While production is still growing, the industry is struggling with domestic and foreign challenges, including intensified international sanctions.
The tough sanctions regime imposed by the EU and US have hit Iranian consumers and businesses hard in recent months. Vehicle producers say money transfers have become more difficult thanks to international restrictions on the financial sector, causing delays in payments and imports, pushing up costs and causing some production lines to grind to a halt.
“The restrictions on money transfer and trade exchange are very big limitations for production, but the producers can get around such sanctions with more difficult and complicated methods,” says one businessman. He declines to elaborate, but says car production has become more expensive.

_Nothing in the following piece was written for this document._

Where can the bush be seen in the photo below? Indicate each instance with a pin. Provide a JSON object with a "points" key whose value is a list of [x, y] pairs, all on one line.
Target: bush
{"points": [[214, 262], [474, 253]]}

The Iranian rial, which devalued 40 per cent over the past year, also has onlookers worried for the sector.
Ali-Asghar Yousefnejad, a member of the parliament’s industry and mines committee, says currency market fluctuations “inflicted an irreparable hit” on Iranian industry.
In March, General Motors said its French partner, PSA Peugeot Citroën, suspended shipments of vehicle components to an Iranian carmaker, in compliance with US laws governing trade with Iran.
Peugeot supplied parts to Iran Khodro, the country’s biggest carmaker. Iranian experts suspect parts may still be reaching the country via intermediaries in third countries. They also say it is likely Iran Khodro has considered replacing Peugeot with other suppliers, but do not rule out the short-term difficulties that such a supply disruption could cause.
“Although the sanctions may slow development, I do not expect Iran’s car industry, with such high potential, to kneel down against sanctions anytime,” says one reform-minded economist.
Some businessmen say economic hardships affecting local consumers could be taking a toll. Double-digit inflation has persisted for most of the past three decades, and the central bank recently announced an annual inflation rate of 21.8 per cent for the past year – a figure businessmen and economists agree is underestimated.
Despite the challenges, some remain upbeat. After years of resistance the government, which regulates prices in the market, has agreed to an increase in prices of domestically made cars. Local media have reported a 6-9 per cent rise in prices of cars costing under IR300m ($24,000). For more expensive models, the government has agreed to allow carmakers to decide on the level of the rise.
Progress in international talks over Tehran’s nuclear programme have also led to cautious optimism, and hope of a possible easing of sanctions.
“All have been happy in Iran’s industry that the talks are ultimately going ahead positively from both sides and are also happy it will have [positive] results too,” says Mr Ghorbani of the Iran Auto Association.
“I do believe the west will also benefit from such decisions,” he says. “No sides in any dispute would never ever benefit if one of the sides is too weak and the other is too strong.”